I understand before asking this questions much, much, more information to get an accurate answer, but I think some one could likely provide more insight to this situation, and any additional insight would be appreciated.
We have a relatively complex server instance of JIRA/JIRA Service Management. Running on Windows Server as a service with a MSQL database. To give a bit of context: ~700 custom-fields, 30-40 actively managed workflows, many scripted fields, jobs, listeners, many behaviours, and a few fragments. We have many mail handlers consuming email from various locations, as well as a Service Desk mail handling. We generate around 75k-100k issues a year in all projects.
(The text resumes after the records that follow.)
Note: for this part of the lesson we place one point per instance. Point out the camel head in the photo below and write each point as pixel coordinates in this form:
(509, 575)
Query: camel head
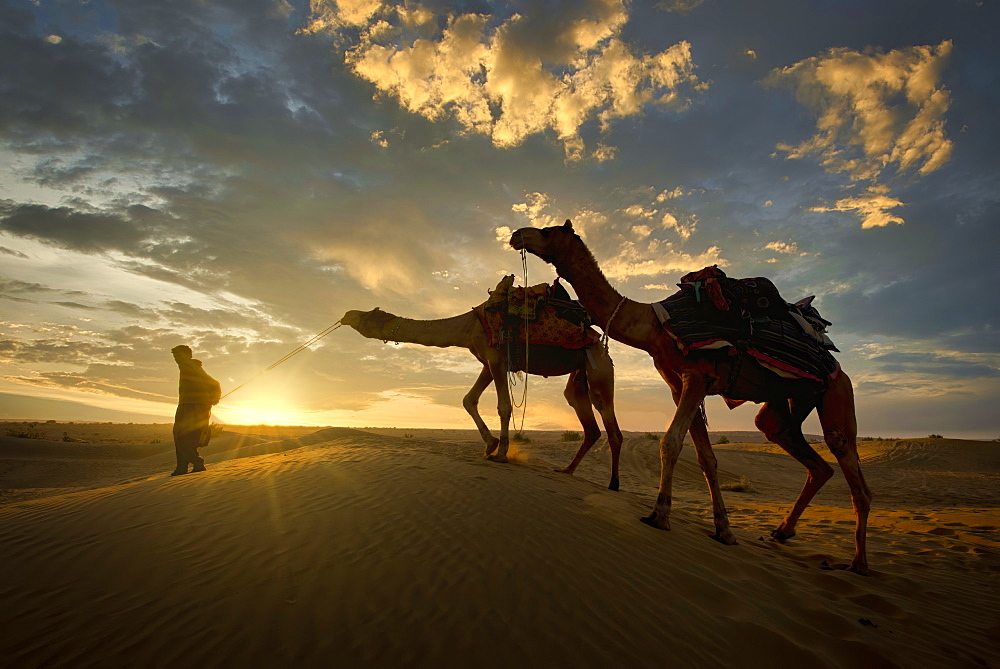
(368, 323)
(546, 243)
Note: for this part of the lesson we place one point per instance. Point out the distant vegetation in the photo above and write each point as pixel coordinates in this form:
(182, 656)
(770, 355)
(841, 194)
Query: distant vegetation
(743, 485)
(25, 431)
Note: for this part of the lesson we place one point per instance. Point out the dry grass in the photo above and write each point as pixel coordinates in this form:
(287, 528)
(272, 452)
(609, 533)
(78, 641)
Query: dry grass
(743, 485)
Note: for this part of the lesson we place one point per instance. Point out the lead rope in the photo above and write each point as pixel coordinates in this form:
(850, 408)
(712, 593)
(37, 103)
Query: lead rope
(511, 375)
(286, 357)
(607, 330)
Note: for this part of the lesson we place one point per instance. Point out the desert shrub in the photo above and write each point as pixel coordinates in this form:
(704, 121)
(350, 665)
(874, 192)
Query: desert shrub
(743, 485)
(26, 431)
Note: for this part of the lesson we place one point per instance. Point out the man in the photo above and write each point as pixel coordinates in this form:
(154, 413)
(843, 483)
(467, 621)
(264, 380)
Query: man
(198, 393)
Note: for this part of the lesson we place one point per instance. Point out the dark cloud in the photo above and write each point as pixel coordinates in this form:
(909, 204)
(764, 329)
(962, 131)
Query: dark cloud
(212, 148)
(80, 231)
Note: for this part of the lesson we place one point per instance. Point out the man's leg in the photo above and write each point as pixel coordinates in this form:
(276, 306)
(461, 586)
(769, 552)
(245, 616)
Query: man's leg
(204, 416)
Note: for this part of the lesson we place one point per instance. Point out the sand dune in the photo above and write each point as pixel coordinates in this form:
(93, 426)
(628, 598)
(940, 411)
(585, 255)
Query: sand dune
(355, 548)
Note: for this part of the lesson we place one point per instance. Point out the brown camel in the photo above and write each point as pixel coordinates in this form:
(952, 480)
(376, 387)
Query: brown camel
(691, 377)
(591, 375)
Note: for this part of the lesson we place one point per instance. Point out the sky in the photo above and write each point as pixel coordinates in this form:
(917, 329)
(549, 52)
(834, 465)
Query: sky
(236, 174)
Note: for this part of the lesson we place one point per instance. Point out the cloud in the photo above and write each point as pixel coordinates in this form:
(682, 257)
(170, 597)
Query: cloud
(873, 208)
(878, 115)
(782, 247)
(874, 109)
(679, 6)
(628, 241)
(510, 78)
(657, 258)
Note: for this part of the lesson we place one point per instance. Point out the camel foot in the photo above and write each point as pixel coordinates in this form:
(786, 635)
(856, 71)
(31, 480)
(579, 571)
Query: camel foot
(725, 537)
(781, 537)
(858, 568)
(653, 521)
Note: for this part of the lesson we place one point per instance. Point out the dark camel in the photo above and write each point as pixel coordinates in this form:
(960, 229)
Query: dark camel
(590, 381)
(691, 377)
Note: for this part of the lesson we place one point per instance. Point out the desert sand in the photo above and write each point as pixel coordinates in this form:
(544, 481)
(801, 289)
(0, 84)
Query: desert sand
(405, 548)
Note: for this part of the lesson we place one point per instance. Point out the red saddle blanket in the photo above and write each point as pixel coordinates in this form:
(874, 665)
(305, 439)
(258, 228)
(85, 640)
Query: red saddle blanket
(533, 314)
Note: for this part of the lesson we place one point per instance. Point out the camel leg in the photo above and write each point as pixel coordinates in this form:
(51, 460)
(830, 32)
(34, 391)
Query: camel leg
(601, 385)
(707, 460)
(471, 404)
(693, 391)
(840, 430)
(576, 396)
(710, 467)
(783, 426)
(498, 368)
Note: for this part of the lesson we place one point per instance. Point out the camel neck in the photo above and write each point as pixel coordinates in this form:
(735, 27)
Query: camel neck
(444, 332)
(631, 322)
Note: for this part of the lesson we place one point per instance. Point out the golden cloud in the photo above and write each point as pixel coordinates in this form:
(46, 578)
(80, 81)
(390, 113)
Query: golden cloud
(525, 76)
(873, 208)
(875, 110)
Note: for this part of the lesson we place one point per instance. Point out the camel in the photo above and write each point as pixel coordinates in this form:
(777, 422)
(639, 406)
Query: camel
(590, 369)
(691, 377)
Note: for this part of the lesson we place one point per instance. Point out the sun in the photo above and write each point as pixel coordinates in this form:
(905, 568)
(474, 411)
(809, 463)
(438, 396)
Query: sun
(261, 413)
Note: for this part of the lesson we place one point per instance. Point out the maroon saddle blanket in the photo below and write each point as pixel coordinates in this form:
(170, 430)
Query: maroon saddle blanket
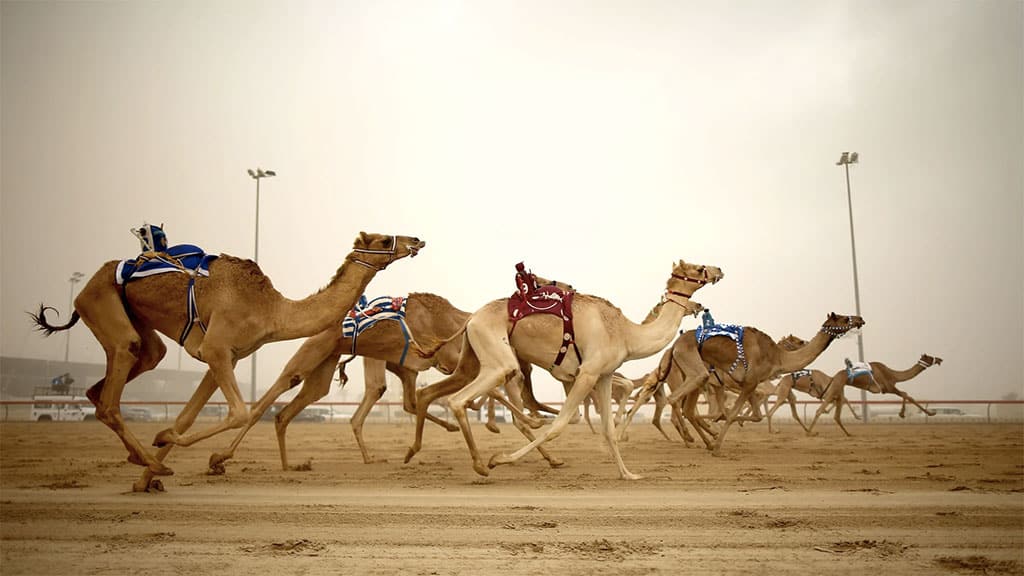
(530, 298)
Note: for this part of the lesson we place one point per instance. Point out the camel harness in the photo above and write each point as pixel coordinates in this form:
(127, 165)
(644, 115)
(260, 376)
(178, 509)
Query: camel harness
(181, 258)
(531, 298)
(709, 329)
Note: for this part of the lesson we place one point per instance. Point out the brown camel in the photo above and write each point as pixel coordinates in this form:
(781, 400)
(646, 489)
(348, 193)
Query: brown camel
(604, 339)
(811, 382)
(687, 368)
(716, 406)
(238, 311)
(383, 345)
(882, 380)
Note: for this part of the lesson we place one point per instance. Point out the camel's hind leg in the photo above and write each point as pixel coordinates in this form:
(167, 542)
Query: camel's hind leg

We have about 25ish applications the big ones being:
Deviniti Extensions (Bundled fields, Queues)
JIRA Misc Custom Fields
Many others, but those being the biggest impacted I'm guessing.
A bit more before the questions...
We have some custom Powershell scripts ran weekly to copy the production instance and Database weekly. It copies the production JIRA data over to a test environment, and the Production database, we insert Dev keys for everything pre-boot, and then the instance boots up licensed Dev with all production data intact.
For the second time now, we've had a failure in this process which resulted in dbconfig config copy failures and inadvertently ended up with both Prod and Test JIRA pointed to the same DB for a time. The last time this happened it was ~12 hours. The most recent occurrence of this was closer to 72 hours as it included a weekend.
Luckily not much activity takes place in the test instance, I am not so much worried about the data integrity from changes happening there. My big question is the long term impact from something like this happening.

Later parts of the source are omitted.